As he flew into Johannesburg last June for a four-day visit frostily ignored by the South African government, New York's Senator Robert Kennedy told the welcoming crowd: "We shall not always agree." That was an understatement, at least as far as the apartheid policymakers were concerned. Last week there was absolutely no agreement when Bobby announced he plans to return next summer at the invitation of Johannesburg's South African Foundation, a private businessmen's group. "Nothing of the sort," snapped a foundation official. "We never invited Kennedy here, and we have no intention of doing so."

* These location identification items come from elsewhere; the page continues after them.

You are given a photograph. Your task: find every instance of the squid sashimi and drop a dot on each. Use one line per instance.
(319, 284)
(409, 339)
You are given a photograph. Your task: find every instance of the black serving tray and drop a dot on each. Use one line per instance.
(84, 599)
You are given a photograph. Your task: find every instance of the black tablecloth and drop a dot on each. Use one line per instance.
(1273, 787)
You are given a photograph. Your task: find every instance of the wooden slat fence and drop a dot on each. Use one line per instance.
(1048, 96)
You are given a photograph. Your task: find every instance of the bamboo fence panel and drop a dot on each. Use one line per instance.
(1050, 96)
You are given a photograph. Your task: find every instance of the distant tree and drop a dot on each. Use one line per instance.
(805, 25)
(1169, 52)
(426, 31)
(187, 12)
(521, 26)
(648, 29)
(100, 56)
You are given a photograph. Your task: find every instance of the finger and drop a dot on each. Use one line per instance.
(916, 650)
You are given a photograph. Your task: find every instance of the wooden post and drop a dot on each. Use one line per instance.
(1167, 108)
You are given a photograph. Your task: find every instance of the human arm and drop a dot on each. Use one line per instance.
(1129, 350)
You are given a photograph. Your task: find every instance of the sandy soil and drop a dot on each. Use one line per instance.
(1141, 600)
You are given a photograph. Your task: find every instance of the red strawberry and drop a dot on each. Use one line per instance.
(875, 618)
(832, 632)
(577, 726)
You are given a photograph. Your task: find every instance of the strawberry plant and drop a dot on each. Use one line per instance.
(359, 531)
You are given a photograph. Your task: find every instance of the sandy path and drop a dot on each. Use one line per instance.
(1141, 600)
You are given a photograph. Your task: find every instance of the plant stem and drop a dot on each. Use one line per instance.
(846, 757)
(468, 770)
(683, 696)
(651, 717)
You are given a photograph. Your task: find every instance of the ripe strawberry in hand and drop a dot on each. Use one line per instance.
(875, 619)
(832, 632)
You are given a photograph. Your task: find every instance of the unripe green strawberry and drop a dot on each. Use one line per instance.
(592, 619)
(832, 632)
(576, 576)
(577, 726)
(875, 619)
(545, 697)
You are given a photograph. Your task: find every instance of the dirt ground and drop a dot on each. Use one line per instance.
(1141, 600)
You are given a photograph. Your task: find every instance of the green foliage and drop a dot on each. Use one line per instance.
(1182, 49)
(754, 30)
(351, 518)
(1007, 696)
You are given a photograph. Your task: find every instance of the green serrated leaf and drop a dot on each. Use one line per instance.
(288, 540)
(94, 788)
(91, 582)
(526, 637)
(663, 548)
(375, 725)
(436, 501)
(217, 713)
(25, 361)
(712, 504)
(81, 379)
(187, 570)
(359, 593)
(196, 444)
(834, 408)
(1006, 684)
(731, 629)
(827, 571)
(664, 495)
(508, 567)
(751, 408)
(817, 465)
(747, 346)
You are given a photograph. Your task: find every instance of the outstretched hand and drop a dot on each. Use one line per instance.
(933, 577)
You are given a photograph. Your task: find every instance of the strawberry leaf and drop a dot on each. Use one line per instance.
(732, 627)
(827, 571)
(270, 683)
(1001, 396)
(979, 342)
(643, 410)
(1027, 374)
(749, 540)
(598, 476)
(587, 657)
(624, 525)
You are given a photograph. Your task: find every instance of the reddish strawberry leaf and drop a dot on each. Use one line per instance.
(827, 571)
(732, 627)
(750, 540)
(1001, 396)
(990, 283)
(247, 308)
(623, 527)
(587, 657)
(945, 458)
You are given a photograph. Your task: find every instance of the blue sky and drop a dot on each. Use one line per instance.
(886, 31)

The three-piece wine-red velvet getup might have sold well in London's Carnaby Street. As it happened, the gear was up for grabs on more conservative New Bond Street, where Sotheby's was auctioning off a suit worn by King

George III in the days when he was taxing the shirt off his American colonies. A colonial very nearly got the threads back. Industrialist Jack Stallworth of Mobile, Ala., had a friend bid $500 for the wine-red number and three other 18th century outfits, only to have Lady Cecilia Howard, owner of Castle Howard in Yorkshire, outbid him by $18 for the King's old clothes.

When Supersalesman Matthew J. Culligan took over NBC radio in 1956, its operations were a staggering $3,000,000 in the red. Within three years, Joe Culligan had set the radio network to humming profitably along again. Later, as president of the beleaguered Curtis Publishing Co., his skill at troubleshooting misfired, and he was forced out after an executive-suite revolt. But, as he is fond of saying, "a comeback career seems to be my lot." Now he has gone back to radio, this time as president of the nation's biggest network, the Mutual Broadcasting System. Culligan wants to expand the system from 519 affiliated stations to 600. That, he suggested, "would be a happy little universe."